Presuponemos que en principio todo era inerte, su impulso siempre procedía del exterior, pero poco a poco combinaciones químicas dieron lugar a la individualización en formas primitivas de vida (según dice Aristóteles donde todas las partes se atienen a un fin), a las plantas y a los animales y estos adquirieron impulsos propios, fueron capaces de reaccionar ante el entorno buscando preservarse, nutriéndose de él y evitando el peligro, hasta la aparición de la inteligencia humana, aquella que no solo reacciona al entorno sino que es capaz de ponerse en lugar del otro y, por tanto, en lugar de destruirlo y, acaso, consumirlo es capaz de preservarlo, cooperar con él uniéndose así con él, y de ese modo la humanidad participa ya de la esencia divina siendo capaz de asociarse con el cosmos y contribuir a su creación o desarrollo en su forma expansiva o de eterno retorno.

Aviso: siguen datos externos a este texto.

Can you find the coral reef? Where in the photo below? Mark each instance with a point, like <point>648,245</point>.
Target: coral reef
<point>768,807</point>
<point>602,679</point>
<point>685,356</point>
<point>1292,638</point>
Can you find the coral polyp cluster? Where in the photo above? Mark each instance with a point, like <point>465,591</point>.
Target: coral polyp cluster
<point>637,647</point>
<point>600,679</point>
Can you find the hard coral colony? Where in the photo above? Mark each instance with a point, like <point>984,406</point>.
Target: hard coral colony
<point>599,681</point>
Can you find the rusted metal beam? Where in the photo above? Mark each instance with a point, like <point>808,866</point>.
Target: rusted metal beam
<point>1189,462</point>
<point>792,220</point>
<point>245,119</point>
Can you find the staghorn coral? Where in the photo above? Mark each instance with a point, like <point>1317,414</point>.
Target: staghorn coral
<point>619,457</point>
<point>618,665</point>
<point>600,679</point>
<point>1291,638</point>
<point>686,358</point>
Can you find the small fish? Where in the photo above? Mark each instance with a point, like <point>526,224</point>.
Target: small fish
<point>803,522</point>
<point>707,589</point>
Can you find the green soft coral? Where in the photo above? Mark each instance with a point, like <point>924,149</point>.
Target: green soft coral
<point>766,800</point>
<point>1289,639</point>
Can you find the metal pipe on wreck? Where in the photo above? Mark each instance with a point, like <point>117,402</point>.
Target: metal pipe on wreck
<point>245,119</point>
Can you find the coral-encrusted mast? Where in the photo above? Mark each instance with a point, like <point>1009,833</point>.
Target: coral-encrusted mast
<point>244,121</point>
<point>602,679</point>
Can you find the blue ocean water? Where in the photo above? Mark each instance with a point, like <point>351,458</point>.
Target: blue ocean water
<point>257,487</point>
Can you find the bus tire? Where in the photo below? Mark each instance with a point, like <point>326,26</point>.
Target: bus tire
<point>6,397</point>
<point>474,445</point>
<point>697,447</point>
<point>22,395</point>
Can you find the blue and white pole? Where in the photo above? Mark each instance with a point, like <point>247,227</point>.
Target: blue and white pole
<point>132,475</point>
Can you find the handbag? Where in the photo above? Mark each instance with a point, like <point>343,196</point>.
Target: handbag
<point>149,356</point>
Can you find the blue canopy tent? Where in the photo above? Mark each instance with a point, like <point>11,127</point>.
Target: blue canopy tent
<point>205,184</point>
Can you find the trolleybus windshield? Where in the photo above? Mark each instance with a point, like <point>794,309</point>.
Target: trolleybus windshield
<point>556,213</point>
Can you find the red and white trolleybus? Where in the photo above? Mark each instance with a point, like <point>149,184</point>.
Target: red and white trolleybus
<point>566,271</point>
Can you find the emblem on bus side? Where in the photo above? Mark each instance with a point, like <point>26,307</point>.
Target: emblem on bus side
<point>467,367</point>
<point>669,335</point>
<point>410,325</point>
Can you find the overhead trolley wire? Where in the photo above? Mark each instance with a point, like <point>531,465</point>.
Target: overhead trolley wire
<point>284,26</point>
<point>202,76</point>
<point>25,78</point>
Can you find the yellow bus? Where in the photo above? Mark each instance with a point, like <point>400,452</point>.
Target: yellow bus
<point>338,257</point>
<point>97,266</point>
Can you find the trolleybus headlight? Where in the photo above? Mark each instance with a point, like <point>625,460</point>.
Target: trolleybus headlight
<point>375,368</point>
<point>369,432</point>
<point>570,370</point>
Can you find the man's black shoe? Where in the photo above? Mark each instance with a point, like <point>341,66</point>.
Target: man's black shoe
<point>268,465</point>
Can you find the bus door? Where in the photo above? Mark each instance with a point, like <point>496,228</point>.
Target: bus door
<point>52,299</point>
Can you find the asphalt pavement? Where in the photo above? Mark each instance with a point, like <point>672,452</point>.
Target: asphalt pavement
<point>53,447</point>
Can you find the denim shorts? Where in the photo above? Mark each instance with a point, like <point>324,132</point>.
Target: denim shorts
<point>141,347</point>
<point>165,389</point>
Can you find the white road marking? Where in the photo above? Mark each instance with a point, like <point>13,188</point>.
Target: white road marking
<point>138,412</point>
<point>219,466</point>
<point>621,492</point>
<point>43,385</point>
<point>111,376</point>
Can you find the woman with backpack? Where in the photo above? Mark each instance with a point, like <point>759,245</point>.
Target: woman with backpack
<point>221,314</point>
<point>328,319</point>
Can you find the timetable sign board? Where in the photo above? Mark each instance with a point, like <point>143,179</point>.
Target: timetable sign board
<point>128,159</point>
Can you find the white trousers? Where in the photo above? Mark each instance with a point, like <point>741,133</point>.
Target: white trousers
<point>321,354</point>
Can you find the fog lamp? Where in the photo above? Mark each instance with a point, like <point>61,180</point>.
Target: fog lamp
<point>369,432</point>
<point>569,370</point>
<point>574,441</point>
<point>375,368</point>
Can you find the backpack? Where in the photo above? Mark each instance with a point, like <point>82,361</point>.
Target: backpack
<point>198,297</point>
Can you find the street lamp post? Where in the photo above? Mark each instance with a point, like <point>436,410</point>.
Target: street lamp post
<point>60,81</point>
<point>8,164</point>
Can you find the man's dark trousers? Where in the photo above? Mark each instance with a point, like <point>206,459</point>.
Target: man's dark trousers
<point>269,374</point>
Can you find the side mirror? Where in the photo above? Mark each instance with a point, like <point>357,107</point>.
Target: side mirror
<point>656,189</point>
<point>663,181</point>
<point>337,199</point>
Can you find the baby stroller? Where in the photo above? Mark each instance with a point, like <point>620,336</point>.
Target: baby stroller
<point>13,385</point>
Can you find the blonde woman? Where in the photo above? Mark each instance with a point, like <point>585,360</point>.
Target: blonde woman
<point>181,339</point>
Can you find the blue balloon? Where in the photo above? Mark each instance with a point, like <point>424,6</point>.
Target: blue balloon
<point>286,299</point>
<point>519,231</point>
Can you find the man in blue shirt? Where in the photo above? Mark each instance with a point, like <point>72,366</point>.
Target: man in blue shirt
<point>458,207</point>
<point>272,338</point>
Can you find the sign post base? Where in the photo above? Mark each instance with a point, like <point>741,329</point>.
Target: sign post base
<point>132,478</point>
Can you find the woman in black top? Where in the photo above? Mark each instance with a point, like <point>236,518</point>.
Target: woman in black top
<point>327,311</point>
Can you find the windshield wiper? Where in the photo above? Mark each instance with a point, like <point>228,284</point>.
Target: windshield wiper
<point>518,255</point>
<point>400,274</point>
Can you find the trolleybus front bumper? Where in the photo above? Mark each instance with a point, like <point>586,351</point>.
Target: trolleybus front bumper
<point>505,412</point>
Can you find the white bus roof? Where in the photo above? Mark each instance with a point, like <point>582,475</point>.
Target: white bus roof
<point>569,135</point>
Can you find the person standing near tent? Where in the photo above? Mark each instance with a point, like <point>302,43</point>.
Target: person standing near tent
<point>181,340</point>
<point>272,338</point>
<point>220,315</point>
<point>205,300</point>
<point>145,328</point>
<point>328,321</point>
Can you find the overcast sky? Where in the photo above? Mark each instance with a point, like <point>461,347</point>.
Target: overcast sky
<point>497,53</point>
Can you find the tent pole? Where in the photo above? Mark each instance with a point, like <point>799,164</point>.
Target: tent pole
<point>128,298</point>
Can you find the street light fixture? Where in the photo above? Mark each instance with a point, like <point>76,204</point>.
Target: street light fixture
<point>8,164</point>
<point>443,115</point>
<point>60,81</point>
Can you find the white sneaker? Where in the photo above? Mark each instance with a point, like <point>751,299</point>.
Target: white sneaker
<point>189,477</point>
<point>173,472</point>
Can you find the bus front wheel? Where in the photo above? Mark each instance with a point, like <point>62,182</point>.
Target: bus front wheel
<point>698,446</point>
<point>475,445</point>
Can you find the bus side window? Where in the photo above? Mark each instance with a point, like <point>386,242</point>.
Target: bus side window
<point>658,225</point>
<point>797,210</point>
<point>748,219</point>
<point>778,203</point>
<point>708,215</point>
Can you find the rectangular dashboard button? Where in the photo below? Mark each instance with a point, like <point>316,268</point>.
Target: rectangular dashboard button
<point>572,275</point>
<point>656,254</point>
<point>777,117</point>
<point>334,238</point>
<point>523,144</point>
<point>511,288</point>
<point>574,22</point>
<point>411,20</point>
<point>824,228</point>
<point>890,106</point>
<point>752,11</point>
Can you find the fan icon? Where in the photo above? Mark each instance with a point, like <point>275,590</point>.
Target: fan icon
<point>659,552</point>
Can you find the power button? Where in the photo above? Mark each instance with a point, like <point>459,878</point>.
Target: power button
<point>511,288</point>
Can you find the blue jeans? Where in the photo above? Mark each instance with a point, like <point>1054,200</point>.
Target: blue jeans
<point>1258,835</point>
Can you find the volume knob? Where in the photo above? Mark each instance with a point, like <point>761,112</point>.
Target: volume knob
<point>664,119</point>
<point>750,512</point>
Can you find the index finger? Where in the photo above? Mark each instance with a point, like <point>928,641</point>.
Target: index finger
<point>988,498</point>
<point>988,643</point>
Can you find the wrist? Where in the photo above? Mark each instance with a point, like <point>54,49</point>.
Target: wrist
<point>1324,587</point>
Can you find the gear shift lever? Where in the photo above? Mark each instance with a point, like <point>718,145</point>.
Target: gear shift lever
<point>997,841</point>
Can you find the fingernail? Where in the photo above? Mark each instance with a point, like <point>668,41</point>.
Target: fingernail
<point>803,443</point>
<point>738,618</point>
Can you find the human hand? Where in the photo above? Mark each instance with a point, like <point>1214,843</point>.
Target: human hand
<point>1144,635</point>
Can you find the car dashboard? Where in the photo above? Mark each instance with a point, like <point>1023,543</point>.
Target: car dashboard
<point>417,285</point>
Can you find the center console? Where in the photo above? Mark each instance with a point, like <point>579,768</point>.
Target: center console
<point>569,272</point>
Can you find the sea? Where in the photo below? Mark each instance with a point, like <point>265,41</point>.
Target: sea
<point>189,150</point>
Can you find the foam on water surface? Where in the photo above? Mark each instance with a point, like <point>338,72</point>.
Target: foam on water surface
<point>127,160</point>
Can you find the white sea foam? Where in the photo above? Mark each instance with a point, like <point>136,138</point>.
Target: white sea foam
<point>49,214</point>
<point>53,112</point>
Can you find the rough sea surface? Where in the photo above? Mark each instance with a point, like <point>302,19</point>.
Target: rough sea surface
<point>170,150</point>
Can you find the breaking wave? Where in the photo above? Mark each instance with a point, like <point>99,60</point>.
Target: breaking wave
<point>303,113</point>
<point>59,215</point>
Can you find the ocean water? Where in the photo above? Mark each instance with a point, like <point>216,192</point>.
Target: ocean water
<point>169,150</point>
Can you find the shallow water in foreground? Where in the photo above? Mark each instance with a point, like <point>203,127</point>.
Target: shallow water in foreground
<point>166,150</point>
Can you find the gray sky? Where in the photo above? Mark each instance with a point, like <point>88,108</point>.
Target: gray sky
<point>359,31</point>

Pero antes nos falta dar el paso de entender precisamente la universalidad inevitable de esa inteligencia, viciada por nuestra condición pasada que la tiene al servicio del arma, cuyo objeto es quitar la vida al otro (y ese es el problema y no figuraciones o molinos de viento), de modo que nuestra forma actual es la de un virus maligno que todo lo corroe, corrompe y destruye, ya que no solo nosotros estamos forzados a luchar a muerte entre nosotros sino que todo lo que queda a nuestro alcance necesariamente se incorpora a esa lucha, por eso, si hay vida inteligente en el universo, que sin duda tiene la forma arriba descrita, simplemente no puede acercarse a nosotros en nuestra condición presente, pues hasta a Dios querríamos forzarle a tomar partido, lo que, precisamente, sería como no reconocerle.

Es mediante la inteligencia personal -y no mediante la estupidez públicamente regulada- como captamos la condición y necesidad del otro, y así también conocemos las leyes de la naturaleza física, los impulsos naturales de los animales y también que esa misma inteligencia se da por igual en todos los seres humanos, de modo que, aun desconociendo el universo en su extensión y forma dada nuestra limitadora condición espacio temporal, hemos encontrado su ley, y eso nos permite también superar nuestra esclavitud a la muerte que nos proyecta/recuerda permanentemente el arma, apelando a la unidad y universalidad (cosmológica) de la inteligencia humana.